Si preparano a trascorrere l'estate nella residenza privata in campagna, insieme a una coppia di amici, i tipici cafoni arricchiti intrisi di superficialità, lei che snobba la servitù ed è in perenne gara con la bilancia (Iaia Forte), lui che pensa solo ai soldi e alle belle ragazze (Giorgio Gobbi).
Questo cavalcare a briglia sciolta i più beceri cliché salvo ribaltarli con un unhappy end rende La bella gente di Ivano De Matteo (film del 2009 che ha trovato solo ora una -dovuta!- distribuzione in Italia, nelle sale dal 27 agosto) un vero gioiellino d'atmosfera à la Carnage (Roman Polanski, 2011).


La miccia scatenante qui è una giovane prostituta ucraina, Nadja (Victoria Larchenko) che Susanna vede mentre viene maltrattata dal suo ruffiano sul ciglio della strada.
Si mette in testa di salvarla. La fa “rapire" e portare a casa da Alfredo. La ragazza tenta di scappare ma loro vogliono redimerla a tutti i costi, anche suo malgrado. Soprattutto, suo malgrado.
Che bella gente che sono Susanna e suo marito, che si possono permettere il lusso di porre rimedio ai mali del mondo.
Dopo un bagno purificatore, in cui scioglie i capelli e lava via il trucco pesante, Nadja è il nuovo gingillo della coppia: sguardi benevoli su di lei che timida sorride e ringrazia per tutto ciò che le stanno offrendo in italiano stentato abbassando gli occhi, patetica commozione nel farle leggere a voce alta in lingua originale un libretto di poesie russe.
Per il compleanno di Susanna viene in visita il figlio Giulio (Elio Germano) vagamente fricchettone ma con fidanzata pariolina, Flaminia (Myriam Catania).
Prevedibilissimo il confronto fra la ricca viziata e l'honesta meretrix. Flaminia, gelosa, vuole ripartire subito per l'isola del Giglio.
Ma al culmine di una sequenza di inquadrature alternate fra una festa in villa che strizza l'occhio a La terrazza (Ettore Scola, 1980) e la tenera scoperta della grande casa da parte della piccola ospite rimasta sola, Giulio torna, piantando in asso la fidanzata.

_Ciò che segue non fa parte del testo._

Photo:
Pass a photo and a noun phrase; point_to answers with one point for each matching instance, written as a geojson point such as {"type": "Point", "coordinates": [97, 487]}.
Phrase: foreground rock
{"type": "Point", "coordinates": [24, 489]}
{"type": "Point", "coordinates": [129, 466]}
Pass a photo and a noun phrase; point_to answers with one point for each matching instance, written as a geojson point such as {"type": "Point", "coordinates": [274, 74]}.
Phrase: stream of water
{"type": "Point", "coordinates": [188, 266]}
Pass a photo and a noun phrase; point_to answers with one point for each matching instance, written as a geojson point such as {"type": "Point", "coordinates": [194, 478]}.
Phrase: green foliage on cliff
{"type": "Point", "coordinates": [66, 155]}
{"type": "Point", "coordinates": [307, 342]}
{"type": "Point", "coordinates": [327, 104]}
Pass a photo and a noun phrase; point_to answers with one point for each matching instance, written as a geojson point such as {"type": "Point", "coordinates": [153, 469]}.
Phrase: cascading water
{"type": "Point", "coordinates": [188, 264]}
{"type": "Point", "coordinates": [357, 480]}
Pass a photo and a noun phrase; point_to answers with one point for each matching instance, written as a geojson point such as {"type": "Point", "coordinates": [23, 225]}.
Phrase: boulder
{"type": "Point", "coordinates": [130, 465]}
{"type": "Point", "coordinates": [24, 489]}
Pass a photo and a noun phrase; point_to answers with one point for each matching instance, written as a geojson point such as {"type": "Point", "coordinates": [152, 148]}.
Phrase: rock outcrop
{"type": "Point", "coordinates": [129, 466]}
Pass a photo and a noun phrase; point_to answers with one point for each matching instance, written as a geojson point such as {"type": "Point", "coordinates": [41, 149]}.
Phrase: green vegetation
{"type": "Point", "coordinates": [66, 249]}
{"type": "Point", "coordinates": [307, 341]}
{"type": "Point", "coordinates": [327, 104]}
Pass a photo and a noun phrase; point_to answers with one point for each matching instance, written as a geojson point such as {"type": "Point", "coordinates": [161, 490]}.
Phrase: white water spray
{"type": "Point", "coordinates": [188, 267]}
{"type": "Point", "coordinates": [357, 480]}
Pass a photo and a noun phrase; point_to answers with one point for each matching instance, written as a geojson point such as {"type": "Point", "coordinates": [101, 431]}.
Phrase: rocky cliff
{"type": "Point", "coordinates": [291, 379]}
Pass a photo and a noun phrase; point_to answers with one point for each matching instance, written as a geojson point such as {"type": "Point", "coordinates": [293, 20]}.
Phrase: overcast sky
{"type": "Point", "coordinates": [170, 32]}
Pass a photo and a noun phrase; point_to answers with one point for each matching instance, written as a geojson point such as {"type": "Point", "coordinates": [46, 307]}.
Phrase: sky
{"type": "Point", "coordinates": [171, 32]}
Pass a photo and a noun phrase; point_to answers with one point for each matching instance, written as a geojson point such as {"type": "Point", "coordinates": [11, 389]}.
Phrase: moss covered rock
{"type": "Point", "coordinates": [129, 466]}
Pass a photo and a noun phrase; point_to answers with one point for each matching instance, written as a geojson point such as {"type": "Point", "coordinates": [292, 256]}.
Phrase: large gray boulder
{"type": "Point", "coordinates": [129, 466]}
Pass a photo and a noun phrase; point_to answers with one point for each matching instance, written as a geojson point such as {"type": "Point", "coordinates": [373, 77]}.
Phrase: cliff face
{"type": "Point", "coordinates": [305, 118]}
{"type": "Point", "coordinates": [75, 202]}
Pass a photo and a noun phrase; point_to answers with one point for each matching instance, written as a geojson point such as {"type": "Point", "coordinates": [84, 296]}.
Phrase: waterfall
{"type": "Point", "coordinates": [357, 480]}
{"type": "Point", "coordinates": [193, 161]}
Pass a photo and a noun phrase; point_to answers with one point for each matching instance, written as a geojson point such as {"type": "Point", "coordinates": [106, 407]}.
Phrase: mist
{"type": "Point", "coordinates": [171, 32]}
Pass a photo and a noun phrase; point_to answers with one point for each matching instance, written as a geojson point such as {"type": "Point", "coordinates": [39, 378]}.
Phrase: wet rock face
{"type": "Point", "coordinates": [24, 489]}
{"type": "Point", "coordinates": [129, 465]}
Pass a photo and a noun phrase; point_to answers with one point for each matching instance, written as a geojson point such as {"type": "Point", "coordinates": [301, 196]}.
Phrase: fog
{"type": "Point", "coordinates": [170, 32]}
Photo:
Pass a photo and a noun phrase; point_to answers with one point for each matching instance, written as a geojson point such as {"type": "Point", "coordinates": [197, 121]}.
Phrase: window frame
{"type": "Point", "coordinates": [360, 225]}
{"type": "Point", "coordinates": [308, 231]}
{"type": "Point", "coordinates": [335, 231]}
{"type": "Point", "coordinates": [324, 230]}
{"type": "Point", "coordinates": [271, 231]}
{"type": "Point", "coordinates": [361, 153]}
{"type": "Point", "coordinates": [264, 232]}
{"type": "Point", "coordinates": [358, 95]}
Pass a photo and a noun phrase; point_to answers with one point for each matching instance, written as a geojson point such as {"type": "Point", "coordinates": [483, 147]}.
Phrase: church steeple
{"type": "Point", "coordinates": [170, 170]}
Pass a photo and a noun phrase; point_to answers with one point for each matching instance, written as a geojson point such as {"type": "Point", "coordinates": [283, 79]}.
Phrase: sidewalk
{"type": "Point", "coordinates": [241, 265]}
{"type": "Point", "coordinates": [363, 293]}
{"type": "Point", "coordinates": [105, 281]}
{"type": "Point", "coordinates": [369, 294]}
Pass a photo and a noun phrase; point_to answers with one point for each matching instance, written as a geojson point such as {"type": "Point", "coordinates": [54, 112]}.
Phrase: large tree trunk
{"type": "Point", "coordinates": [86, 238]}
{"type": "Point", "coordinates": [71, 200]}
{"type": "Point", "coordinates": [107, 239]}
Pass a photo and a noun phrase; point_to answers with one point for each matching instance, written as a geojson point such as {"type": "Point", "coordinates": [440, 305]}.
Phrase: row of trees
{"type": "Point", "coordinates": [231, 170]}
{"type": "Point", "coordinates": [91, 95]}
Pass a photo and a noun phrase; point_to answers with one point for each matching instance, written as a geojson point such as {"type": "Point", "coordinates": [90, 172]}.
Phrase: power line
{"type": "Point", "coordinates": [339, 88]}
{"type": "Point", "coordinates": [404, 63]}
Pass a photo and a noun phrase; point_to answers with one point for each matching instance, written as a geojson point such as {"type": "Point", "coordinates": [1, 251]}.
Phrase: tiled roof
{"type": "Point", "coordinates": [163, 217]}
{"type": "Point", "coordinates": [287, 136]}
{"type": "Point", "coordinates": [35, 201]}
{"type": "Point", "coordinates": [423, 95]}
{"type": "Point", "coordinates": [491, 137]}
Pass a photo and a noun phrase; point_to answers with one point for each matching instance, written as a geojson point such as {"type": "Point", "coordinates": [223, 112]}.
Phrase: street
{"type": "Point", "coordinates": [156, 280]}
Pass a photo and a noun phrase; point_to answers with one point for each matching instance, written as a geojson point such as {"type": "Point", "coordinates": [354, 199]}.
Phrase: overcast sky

Nadja e Giulio si annusano, si piacciono, vanno insieme in paese, dove la vergogna di lei -che filtra dietro gli occhialoni rossi i visi dei numerosi ex clienti- le impedisce di scendere dalla macchina. La ritrosia della ragazza cede a poco a poco il posto a quello che sembrerebbe il più romantico dei copioni.
Poi il bacio.
Lei chiede: “Perché?” e lui risponde: “Ce sta”.
Seguono sequenze ammantate di poesia, una colonna sonora discreta ed espressiva, una natura riarsa dai colori bruciati e il piuccheperfetto Elio Germano nel ruolo del giovane appassionato, carico di promesse e belle speranze.

E a questo punto gli ingranaggi cominciano a stridere.
Scatta il congegno della commedia borghese. La ritorsione delle anime belle.  
Il buonismo, il pietoso progressismo, cede il posto alla più bieca meschinità, alle considerazioni di basso livello su “quelle dell'est” e il loro miraggio di ricchezza.
Lo sguardo della ragazza filtrato dalla macchina da presa sembra passare anch'esso dallo stupefatto al libidinoso e Nadja cade in disgrazia agli occhi di tutti.
Susanna inizia a odiarla, la dipinge come una manovratrice che dopo aver consapevolmente sedotto il figlio, fa il doppio gioco con il padre.
Il sospetto si insinua, mettendo tutti contro tutti.
E alla fine in un gioco di sguardi obliqui la palla ritorna a lei, l'intrusa. La stella caduta, umiliata e offesa, l'eroina da romanzo russo, la pedina.
Abbandonata alla cocente delusione di un mondo che non potrà mai essere il suo.
La visuale si ribalta, dall'alto in basso, di nuovo. Una finestra chiusa, la luce dorata che lascia il posto ad un notturno e a una bruma mattutina.
In una luce lattiginosa, in attesa del treno in una stazione deserta, Nadja si ritrasforma sotto i nostri occhi in quello che era prima.
Per ritornare al punto di partenza, come in un crudele gioco dell'oca del quale non è mai stata lei a stabilire le regole.
«La Bella Gente siamo noi. Questo è un film che parla delle nostre ipocrisie e debolezze, è una critica nei nostri riguardi, un affresco della realtà in cui viviamo», ha dichiarato il regista.